Given the amount of work required to include this (unless Mark
Matienzo feels like hacking into ruby-marc what he did for pymarc), I
think I'd need to see a really compelling need (that can't be solved
by one of the options that Ed mentioned) before making this much of a
priority.

-Ross.

On Mon, Nov 2, 2009 at 11:42 AM, Jonathan Rochkind <[log in to unmask]> wrote:
> I thought that marc-ruby did MARC8 already!  Wait, does it just do it in
> 'native' ruby interpreter, but not in jruby?
>
> I'm dealing with records in MARC8 now I think with marc-ruby, and it looked
> like the non-roman characters were coming accross okay! I might need to go
> investigate my setup further now....
>
> Jonathan
>
> Ed Summers wrote:
>>
>> Hi Brendan:
>>
>> Ahh the lovely MARC-8 :-)
>>
>> It's a fair bit of effort I think. One approach could be to porting
>> the MARC8->Unicode functionality from pymarc [1,2]. It's only one-way,
>> but that's normally what most sane people want to do anyhow.
>>
>> Another approach would be to look into wrapping yaz-iconv [3] from
>> IndexData which provides much more (and faster) MARC related character
>> mapping facilities.
>>
>> If you just want to get something done without extending ruby-marc you
>> can pre-process your data with yaz-marcdump and then throw it at
>> ruby-marc.
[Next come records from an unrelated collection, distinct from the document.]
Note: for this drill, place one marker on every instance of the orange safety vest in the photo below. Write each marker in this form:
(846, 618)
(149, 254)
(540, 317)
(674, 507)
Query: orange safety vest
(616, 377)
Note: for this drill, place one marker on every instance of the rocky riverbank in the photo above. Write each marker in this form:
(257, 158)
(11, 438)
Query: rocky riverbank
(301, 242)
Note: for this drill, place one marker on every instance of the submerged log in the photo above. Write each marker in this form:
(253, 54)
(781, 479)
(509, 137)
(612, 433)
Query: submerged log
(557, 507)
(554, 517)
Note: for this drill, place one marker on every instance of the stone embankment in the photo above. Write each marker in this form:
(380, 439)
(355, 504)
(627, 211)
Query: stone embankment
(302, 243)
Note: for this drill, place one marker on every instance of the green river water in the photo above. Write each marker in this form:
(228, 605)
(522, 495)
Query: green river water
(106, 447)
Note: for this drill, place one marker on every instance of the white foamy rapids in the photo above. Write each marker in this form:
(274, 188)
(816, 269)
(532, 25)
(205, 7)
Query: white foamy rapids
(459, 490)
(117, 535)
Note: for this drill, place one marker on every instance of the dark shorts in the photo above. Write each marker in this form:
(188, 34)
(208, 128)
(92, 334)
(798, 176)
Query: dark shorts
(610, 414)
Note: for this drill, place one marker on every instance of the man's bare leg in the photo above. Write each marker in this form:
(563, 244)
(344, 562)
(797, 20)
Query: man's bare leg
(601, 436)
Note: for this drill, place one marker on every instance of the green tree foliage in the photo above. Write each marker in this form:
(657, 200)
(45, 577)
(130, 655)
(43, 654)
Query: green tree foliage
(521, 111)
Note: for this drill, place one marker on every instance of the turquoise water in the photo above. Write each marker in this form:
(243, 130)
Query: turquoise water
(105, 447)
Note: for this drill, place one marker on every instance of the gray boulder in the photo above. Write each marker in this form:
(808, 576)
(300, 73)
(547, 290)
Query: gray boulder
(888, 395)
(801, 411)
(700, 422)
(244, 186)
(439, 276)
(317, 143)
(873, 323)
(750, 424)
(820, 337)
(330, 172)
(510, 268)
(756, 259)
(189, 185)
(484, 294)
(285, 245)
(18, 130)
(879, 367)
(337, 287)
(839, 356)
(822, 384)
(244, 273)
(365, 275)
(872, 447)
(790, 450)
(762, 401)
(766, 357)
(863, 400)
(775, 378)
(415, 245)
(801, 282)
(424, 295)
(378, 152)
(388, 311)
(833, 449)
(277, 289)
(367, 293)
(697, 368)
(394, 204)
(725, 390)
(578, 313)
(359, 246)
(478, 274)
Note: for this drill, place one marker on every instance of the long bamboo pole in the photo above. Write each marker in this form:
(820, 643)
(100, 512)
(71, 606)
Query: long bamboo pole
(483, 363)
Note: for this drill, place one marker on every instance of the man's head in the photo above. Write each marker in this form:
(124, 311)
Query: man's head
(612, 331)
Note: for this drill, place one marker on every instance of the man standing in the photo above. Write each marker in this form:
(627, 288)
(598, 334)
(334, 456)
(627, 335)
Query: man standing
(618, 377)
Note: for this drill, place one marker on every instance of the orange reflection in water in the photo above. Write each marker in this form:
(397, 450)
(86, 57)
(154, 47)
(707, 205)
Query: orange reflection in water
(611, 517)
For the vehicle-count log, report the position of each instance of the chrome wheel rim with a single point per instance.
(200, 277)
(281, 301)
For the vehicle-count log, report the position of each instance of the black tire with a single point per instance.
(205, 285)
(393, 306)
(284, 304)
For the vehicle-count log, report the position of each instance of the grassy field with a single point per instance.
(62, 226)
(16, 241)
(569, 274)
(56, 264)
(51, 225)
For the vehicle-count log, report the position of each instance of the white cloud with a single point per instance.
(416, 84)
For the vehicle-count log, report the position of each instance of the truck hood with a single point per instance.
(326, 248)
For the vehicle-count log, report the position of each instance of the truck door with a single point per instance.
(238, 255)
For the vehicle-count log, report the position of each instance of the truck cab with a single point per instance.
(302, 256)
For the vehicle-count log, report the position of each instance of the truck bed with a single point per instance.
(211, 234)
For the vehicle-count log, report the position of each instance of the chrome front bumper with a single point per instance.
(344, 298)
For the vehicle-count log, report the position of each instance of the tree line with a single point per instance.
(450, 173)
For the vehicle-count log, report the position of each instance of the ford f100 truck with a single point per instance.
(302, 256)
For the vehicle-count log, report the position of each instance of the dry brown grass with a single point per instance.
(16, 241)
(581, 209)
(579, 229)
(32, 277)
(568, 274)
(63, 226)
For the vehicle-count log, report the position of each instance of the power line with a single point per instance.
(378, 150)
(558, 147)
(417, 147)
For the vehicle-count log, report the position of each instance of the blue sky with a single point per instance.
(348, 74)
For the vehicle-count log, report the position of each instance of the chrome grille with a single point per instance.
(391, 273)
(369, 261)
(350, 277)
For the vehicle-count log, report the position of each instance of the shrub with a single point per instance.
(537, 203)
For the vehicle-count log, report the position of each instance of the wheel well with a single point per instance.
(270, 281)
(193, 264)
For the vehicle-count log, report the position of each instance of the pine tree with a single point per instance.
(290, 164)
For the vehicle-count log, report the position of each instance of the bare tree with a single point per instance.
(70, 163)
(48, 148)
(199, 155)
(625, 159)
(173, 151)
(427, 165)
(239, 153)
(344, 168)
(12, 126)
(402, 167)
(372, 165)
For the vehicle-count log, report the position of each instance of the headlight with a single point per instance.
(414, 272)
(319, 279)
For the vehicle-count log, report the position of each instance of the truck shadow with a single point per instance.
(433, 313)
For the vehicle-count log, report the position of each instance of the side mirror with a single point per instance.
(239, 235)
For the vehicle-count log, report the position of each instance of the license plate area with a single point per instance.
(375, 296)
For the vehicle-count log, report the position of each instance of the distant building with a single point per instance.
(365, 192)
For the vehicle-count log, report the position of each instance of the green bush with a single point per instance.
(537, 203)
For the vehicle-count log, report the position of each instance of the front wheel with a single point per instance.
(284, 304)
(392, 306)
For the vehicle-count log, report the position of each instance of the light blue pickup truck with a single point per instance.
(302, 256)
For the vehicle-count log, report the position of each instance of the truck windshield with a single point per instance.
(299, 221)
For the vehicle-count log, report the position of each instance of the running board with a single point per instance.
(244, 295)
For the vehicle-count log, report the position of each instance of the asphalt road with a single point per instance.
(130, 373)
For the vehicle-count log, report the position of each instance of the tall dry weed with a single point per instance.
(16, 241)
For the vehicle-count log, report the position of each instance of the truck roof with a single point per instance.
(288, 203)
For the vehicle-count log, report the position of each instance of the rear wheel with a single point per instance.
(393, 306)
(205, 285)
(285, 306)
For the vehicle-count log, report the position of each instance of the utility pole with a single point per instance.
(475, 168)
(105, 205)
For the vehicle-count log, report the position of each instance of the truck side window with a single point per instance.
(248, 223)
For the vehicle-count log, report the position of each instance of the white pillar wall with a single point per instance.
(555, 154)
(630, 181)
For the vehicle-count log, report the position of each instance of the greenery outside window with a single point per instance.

Or perhaps if you are in jruby-land you could use marc4j
>> which has MARC-8 support.
>>
>> I've cc'ed code4lib since someone else might have some better ideas.
>> Thanks for writing.
>>
>> //Ed
>>
>> [1]
>> http://bazaar.launchpad.net/~ehs-pobox/pymarc/dev/annotate/head%3A/pymarc/marc8.py
>> [2]
>> http://bazaar.launchpad.net/~ehs-pobox/pymarc/dev/annotate/head%3A/pymarc/marc8_mapping.py
>> [3] http://www.indexdata.com/yaz/doc/yaz-iconv.html
>> [4] http://marc4j.tigris.org/
>>
>> On Fri, Oct 30, 2009 at 3:22 AM, Brendan Boesen <[log in to unmask]>
>> wrote:
>>
>>>
>>> Hi Guys,
>>>
>>> I guess this is the 'bug the authors if you need it' email.
>>>
>>> I'm trying to parse a MARC record and it contains Chinese characters.
>>>  From
>>> the leader:
>>>       01051cam  2200265 a 4504
>>> it looks like the record uses MARC8 encoding.
>>>
>>> I'm investigating a way to get a Unicode encoded one but that may not
>>> work
>>> out.  What sort of effort do you think is involved in adding MARC8
>>> support
>>> into marc-ruby? (And is there anything I could do to help with that?)
>>>
>>> Regards,
>>>
>>> Brendan Boesen
>>> National Library of Australia
>>>
>>>
>>>
>>
>>
>